A lot of causes are responsible for dry lime fruit syndrome. From leaving the fruits on the tree long after harvest time to nutrition deficiency, stress, and watering problems.
How to Fix It
There’s no silver bullet for the dry lime fruit problem. You’ll need to examine the tree and try to figure out the real cause of the issue. Sometimes it’s more than one issue. Here are ways you can diagnose the problem correctly and take the right action.
- If until harvest time the limes were looking healthy and it’s now long past harvest time, then it’s a simple issue of harvesting the limes when they’re ripe. Over maturity leads to dry fruits.
- Check the soil pH regularly from the spring until late summer. Make sure the reading is between 6.0 and 6.5.
- Test the soil for nutrition deficiency once a year in the spring. If the nutrients in the soil have depleted, apply a balanced fertilizer once a year in the early spring. If that’s not enough, another application two months later might be necessary.
- Dry lime fruits could be a result of the tree being too young. It often happens in the first two years of the tree’s life. Once it establishes, this problem will go away on its own.
- Water the tree once a week with a good soaking and make sure the soil is well-draining.
Lime Blossoms Falling
While the lime tree leaves dropping is a serious problem, it’s not as serious as the lime blossoms falling. That’s because, without the blossoms, you won’t have any fruits to harvest. So what causes the blossoms to fall before their time?

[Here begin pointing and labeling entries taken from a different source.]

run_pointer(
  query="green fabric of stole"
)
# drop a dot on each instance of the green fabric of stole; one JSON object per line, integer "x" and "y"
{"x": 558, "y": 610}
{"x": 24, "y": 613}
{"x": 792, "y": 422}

It could have to do with the soil pH, improper watering, or just a natural process of lighting the load of an overloaded tree.
How to Fix It
If the flowers drop in the early spring and in limited numbers, then you have nothing to worry about. The tree happened to produce too many flowers and it needs to get rid of some of them. This process usually stops after a few days and the lost flowers are only a fraction of the blossoms still on the branches.
But if the blossoms keep falling, then you might have a pH imbalance problem. Lime trees need the soil pH to be either neutral or slightly acidic. If the soil becomes alkaline or too acidic, the flowers would fall. Test the soil and amend the pH levels to bring them to 6.0 or 6.5.
Pay attention to your watering habits and how much water the tree is getting. If the top 3 inches of the soil are not dry, then you don’t have to water it. Rainfall is considered watering and you shouldn’t water the tree until the soil is dry.